# C&C generäle (Stunde Null): E10 Luftangriff



## -FA- (16. März 2010)

*C&C generäle (Stunde Null): E10 Luftangriff*

ich hab da mal eine ertwas ausergewähnliche frage: ich hab mein C&C noch auf einer anderen partition drauf, um da mit Mods zu zocken.

Die WA hat ja die E10 Thunderbirs Flugzeuge für den E10 Luftangriff. Weiß jemand ob es einen Mod dafür gibt die E10 Flugzeuge auf dem normalen Flugfeld einzufügen, damit man die da bauen kann? weil die sind einfach der hammer. 
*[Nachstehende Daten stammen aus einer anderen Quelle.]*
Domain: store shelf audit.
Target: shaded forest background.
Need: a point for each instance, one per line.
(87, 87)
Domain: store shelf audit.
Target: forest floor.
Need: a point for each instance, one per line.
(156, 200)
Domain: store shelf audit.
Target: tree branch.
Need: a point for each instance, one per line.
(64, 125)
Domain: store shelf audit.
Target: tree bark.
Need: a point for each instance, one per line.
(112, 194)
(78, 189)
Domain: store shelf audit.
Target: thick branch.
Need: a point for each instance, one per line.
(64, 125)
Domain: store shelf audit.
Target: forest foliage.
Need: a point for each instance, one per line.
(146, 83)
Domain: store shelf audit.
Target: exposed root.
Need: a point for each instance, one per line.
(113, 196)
dann noch so ein wunsch bei Alarmstufe Rot 3: da gib es ja diesen Shogun henker von den japanern, (dieses übergroße Männchen da, das alles platt macht) soviel ich weiß kann man das ja nicht im einzelspieler modus sowie auch nicht im LAN anfordern. gibts da auch nen mod um das teil anzufordern?

weil dann könnte man mal schnell gesagt ordentlich wüten.


----------



## Painkiller (16. März 2010)

*AW: C&C generäle (Stunde Null): E10 Luftangriff*

zu zero hour

Das sind keine E-10 auch wenns da steht. Das sind A10 Thunderbolt II (W-Rider genannt)
CnC Headquarters: Alles über Command & Conquer! Generals , Renegade , RA2, Tiberium Wars ...

CnC Headquarters: Alles über Command & Conquer! Generals , Renegade , RA2, Tiberium Wars ...

Da gibts alles zu C&C


----------



## GR-Thunderstorm (17. März 2010)

*AW: C&C generäle (Stunde Null): E10 Luftangriff*

Ich denke mal, dass man solche Sachen aus Balancing Gründen nicht immer bauen kann.  Ansonsten wäre es ja öde, wenn man einfach den Gegner so oft mit A10 bombadiert, bis er weg is. Ich finde die gewöhnlichen Aurorabomber schon etwas imba...


----------



## kress (17. März 2010)

*AW: C&C generäle (Stunde Null): E10 Luftangriff*

Naja, die Aurora-Bomber holst du schon vom Himmel, wenn sie auf dem Rückflug sind, mit Gatlings wohl nicht so das Problem. Als Luftwaffengeneral sind die lustig, wenn sie von keinen Raketen mehr getroffen werden können.


----------



## -FA- (21. März 2010)

*AW: C&C generäle (Stunde Null): E10 Luftangriff*

Zum Shogun hneker: RA3 MOD SDK - Kampagneneinheiten einbauen - Figh7Club Foren für Online Spiele, eSport, Lan Party und Real Life

Wenn mir das jemand erläutern wurde könnte es doch hinhauen.


----------